Twistringen – Ein neuer Hygieneanhänger soll den Feuerwehren in Twistringen helfen, sich zu schützen. Der Ausschuss für Feuerwehr, Ordnung und Zivilschutz sprach sich am Dienstagabend für die Anschaffung eines solchen Anhängers aus. Das Gremium traf sich im Hildegard-von-Bingen-Gymnasium. An dem Abend ging es auch noch um andere Investitionen, etwa für das geplante neue Feuerwehrhaus in Heiligenloh.Dort will die Feuerwehr den Hygieneanhänger stationieren. Wenn benötigt, soll er mitalarmiert werden.

Je nach Einsatzgröße folgt für Kleidung Industriewaschmaschine oder zertifizierte Reinigungsfirma

Und dann? „Die kontaminierte Schutzkleidung wird an der Einsatzstelle abgelegt und ausgetauscht“, erklärt Stadtbrandmeister Heinrich Meyer-Hanschen. Sie werde grob vorgereinigt und in Säcke gepackt. Bei kleineren Einsätzen will die Feuerwehr sie anschließend selber in einer Industriewaschmaschine reinigen. Bei größeren soll das eine zertifizierte Reinigungsfirma übernehmen.

Rund 50 000 Euro sind eingeplant für den Anhänger, die Industriewaschmaschine, Faltpavillons zum Umziehen und Einwegmaterial wie FFP2-Masken oder Einweghandschuhe.

Ebenfalls vorgesehen ist die Anschaffung eines neuen Einsatzleitwagens. Ursprünglich war der mit 170 000 Euro veranschlagt. Heinrich Meyer-Hanschen bezweifelt aber, dass diese Summe ausreicht. „Jeder weiß, dass im vergangenen Jahr alles erheblich teuerer geworden ist“, sagt er. In so einem Fahrzeug stecke außerdem unheimlich viel elektronische Ausstattung. Er rechnet eher mit 190 000 Euro.

Jahr für Jahr soll in einer Ortschaftt ein Löschwasserbrunnen entstehen - als nächstes in Natenstedt

Weiteres Geld soll in den Bau neuer Löschwasserbrunnen fließen. In der Ortschaft Twistringen wollte die Stadt eigentlich schon im vergangenen Jahr einen solchen Brunnen errichten, in der Nähe des Sportplatzes. Angesichts der Pandemie und der Wahlen verzögerte sich die Sache jedoch.

Daher nun also dieses Jahr. Ein Konzept sieht vor, Jahr für Jahr jeweils in einer Ortschaft einen neuen Löschwasserbrunnen zu bauen – nach Twistringen ist laut Bauamtsleiter Carsten Werft Natenstedt an der Reihe.

Zum Stand des geplanten neuen Feuerwehrhauses in Heiligenloh führte Werft aus: „Wir sind dabei, das Bauleitverfahren auf den Weg zu bringen.“ Mitte Februar bis Mitte März soll es in die frühzeitige Beteiligung gehen. Ziel ist, mit dem Bau im Herbst zu beginnen.
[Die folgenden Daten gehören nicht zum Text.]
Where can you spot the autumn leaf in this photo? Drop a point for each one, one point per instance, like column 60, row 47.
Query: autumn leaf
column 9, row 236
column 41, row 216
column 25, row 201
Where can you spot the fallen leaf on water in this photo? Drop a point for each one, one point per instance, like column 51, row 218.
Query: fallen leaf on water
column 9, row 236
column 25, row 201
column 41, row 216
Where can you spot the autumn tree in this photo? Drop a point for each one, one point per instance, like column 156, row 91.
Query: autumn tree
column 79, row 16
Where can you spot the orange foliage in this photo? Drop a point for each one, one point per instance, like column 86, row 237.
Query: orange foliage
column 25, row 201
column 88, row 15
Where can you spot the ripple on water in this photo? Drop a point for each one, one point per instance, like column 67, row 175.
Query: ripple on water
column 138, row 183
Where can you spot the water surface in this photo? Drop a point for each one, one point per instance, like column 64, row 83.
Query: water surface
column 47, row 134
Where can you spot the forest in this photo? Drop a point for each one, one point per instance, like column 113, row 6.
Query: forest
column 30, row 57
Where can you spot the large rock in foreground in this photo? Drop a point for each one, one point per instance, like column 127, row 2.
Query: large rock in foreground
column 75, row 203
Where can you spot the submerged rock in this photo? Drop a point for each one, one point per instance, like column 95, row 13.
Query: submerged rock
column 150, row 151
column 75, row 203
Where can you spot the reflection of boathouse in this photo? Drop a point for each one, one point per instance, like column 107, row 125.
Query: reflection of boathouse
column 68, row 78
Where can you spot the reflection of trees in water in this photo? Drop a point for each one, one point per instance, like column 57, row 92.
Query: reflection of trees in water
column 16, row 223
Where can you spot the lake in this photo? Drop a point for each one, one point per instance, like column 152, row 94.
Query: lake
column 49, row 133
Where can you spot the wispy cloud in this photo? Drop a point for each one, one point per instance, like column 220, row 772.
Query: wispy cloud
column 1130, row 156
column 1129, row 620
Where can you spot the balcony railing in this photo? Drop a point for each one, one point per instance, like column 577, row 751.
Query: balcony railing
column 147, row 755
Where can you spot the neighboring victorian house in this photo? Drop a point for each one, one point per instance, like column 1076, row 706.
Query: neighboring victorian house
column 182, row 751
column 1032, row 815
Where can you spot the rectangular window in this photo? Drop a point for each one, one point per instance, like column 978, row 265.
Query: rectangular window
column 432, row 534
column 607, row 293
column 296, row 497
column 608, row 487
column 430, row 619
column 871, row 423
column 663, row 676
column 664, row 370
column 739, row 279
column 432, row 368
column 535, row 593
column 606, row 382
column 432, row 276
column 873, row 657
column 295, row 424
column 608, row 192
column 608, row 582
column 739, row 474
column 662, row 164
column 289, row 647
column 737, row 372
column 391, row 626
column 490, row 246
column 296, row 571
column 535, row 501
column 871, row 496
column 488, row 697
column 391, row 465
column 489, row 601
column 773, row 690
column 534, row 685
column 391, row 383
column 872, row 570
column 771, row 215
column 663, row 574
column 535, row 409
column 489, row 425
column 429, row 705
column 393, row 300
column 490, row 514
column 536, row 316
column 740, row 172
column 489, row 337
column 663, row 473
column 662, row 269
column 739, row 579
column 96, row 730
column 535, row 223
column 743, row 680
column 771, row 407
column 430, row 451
Läuft alles glatt, steht der Neubau ein Jahr später.

Stadtbrandmeister sieht beim Neubau des Heiligenloher Feuerwehrhauses kein Platzproblem

Verwaltung und Feuerwehr haben sich noch auf ein paar kleine Änderungen bezüglich des Feuerwehrhauses geeinigt. So sollen die Umkleidekabinen, anders als im ersten Entwurf, direkt an die Fahrzeughalle angedockt werden.
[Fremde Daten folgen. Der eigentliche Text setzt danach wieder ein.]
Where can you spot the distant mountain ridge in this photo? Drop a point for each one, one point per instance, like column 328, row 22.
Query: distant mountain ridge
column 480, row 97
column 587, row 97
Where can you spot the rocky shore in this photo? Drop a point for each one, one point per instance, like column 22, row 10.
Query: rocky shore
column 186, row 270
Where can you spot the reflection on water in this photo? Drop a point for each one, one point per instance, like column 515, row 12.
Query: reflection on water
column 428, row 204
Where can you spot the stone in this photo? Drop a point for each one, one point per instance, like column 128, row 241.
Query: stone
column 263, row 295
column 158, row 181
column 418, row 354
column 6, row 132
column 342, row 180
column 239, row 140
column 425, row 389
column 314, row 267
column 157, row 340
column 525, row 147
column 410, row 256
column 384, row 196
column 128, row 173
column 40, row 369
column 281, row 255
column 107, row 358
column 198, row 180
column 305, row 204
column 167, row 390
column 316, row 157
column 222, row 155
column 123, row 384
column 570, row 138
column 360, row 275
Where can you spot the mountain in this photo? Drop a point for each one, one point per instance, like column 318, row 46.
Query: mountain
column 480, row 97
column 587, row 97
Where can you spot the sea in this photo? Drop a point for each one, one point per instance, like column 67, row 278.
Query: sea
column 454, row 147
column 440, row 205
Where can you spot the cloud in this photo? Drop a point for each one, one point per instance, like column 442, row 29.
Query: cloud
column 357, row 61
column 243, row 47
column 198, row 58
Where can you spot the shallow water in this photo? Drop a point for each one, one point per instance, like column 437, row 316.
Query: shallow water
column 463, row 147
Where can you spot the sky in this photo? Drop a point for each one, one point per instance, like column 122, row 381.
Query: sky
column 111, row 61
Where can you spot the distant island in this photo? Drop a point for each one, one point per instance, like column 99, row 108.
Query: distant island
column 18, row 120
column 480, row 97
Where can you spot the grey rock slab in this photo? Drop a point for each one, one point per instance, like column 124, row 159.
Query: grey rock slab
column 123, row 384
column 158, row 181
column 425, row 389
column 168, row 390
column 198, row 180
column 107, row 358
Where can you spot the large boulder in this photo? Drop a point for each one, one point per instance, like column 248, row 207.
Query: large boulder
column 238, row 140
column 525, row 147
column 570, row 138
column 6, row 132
Ursprünglich sah der Architektenentwurf zudem sowohl links als auch rechts neben dem Feuerwehrhaus Parkplätze vor. Zwar soll es auch nach den aktuellen Planungen noch möglich sein, später einmal ums Gebäude drumherumzufahren, die Parkplätze sollen nun aber alle auf einer Seite (Richtung Heiligenloh Ortsmitte) liegen. Ein Grund dafür war auch, rund um die Fahrzeughalle etwas mehr Platz zum Rangieren zu schaffen. Diesbezüglich waren zuletzt Bedenken aufgetaucht, etwa im Heiligenloher Ortsrat.
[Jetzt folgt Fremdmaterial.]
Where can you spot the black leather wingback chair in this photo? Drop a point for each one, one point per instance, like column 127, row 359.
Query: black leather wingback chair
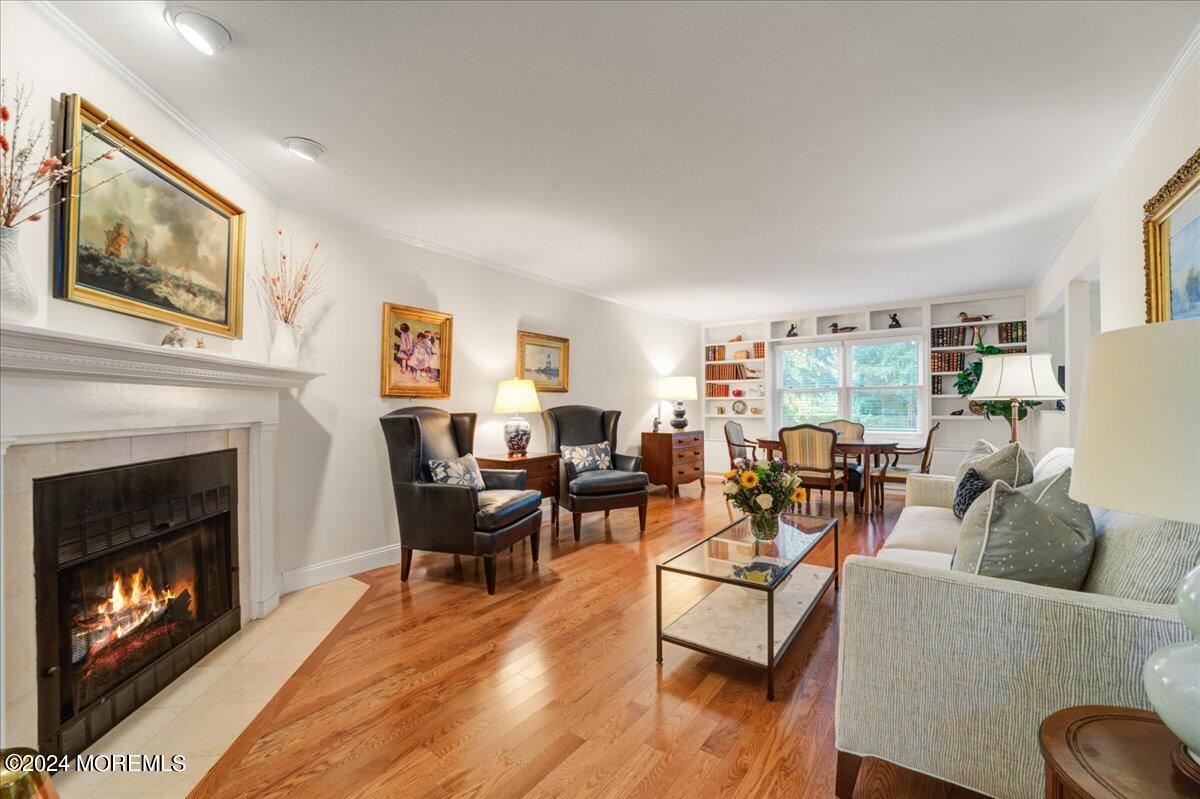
column 459, row 520
column 622, row 486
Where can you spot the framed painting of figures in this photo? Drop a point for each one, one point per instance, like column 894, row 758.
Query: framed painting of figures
column 415, row 353
column 1171, row 233
column 139, row 235
column 545, row 360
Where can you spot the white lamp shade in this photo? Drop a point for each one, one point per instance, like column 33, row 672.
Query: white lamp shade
column 516, row 397
column 677, row 388
column 1018, row 376
column 1138, row 443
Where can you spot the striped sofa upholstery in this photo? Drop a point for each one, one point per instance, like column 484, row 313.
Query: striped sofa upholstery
column 951, row 674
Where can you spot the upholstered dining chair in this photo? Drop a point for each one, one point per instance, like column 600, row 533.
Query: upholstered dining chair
column 895, row 472
column 738, row 445
column 454, row 518
column 810, row 449
column 622, row 485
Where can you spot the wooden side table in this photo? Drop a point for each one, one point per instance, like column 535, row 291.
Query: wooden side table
column 541, row 474
column 675, row 458
column 1104, row 752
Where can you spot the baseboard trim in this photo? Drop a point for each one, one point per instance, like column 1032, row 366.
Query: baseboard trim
column 330, row 570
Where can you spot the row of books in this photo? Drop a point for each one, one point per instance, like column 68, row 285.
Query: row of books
column 1011, row 332
column 947, row 336
column 726, row 372
column 947, row 361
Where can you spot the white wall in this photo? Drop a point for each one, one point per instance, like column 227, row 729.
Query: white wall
column 335, row 494
column 1109, row 241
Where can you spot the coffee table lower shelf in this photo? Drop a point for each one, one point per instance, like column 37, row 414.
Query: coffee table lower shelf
column 732, row 623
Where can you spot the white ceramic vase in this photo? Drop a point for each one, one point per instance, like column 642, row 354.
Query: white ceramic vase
column 18, row 300
column 1171, row 676
column 285, row 344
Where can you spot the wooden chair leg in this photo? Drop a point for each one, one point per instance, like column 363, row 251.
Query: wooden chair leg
column 406, row 563
column 490, row 572
column 847, row 774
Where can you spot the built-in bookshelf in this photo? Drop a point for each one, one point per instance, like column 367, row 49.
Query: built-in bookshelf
column 947, row 347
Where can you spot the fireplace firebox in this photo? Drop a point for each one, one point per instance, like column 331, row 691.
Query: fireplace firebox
column 136, row 572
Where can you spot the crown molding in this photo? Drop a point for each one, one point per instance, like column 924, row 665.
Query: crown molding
column 395, row 235
column 1185, row 59
column 76, row 35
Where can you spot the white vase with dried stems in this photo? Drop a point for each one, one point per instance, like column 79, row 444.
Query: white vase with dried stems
column 285, row 286
column 29, row 173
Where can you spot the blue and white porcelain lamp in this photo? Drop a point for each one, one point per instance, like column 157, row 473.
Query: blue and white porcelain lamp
column 516, row 397
column 1138, row 451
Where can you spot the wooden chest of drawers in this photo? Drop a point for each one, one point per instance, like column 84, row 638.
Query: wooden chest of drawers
column 675, row 458
column 541, row 474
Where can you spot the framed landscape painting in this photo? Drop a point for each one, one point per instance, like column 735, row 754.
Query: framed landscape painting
column 545, row 360
column 1171, row 229
column 415, row 353
column 147, row 239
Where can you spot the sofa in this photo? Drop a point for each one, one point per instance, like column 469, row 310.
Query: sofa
column 951, row 673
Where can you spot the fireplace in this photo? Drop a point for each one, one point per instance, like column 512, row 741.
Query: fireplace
column 136, row 581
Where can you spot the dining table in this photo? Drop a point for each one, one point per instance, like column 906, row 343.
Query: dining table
column 870, row 452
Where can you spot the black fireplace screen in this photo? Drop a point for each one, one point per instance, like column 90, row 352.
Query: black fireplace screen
column 125, row 610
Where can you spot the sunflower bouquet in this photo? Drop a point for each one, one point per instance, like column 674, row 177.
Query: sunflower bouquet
column 763, row 490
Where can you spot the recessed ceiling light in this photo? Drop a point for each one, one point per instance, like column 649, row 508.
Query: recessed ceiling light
column 199, row 30
column 304, row 148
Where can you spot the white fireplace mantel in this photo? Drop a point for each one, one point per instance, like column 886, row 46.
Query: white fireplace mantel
column 25, row 349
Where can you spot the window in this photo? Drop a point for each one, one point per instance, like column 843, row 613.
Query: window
column 871, row 382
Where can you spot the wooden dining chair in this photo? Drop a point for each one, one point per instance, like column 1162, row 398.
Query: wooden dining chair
column 810, row 449
column 738, row 444
column 897, row 472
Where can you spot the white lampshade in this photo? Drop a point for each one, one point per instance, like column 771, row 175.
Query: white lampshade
column 516, row 397
column 1018, row 376
column 677, row 388
column 1138, row 444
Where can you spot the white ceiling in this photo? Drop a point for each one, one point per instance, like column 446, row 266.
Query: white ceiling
column 708, row 161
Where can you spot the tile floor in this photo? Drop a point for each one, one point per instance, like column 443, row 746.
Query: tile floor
column 220, row 695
Stadtbrandmeister Meyer-Hanschen sieht mit Blick auf den aktuellen Entwurf „überhaupt kein Platzproblem“. Und was ist mit den Bedenken, Heiligenloh könnte angesichts der geplanten Zentralklinik insgesamt ein größeres Feuerwehrhaus gebrauchen? Dahingehend waren sich sowohl Feuerwehr als auch Verwaltung am Dienstagabend einig, dass dem nicht so sei – zumal es angesichts des Krankenhauses vor allem auf gute Alarmpläne ankomme.

Sobald der Neubau fertig ist, geht es mit Sanierungen in anderen Feuerwehrhäusern weiter – ganz oben auf der Liste steht das in Natenstedt.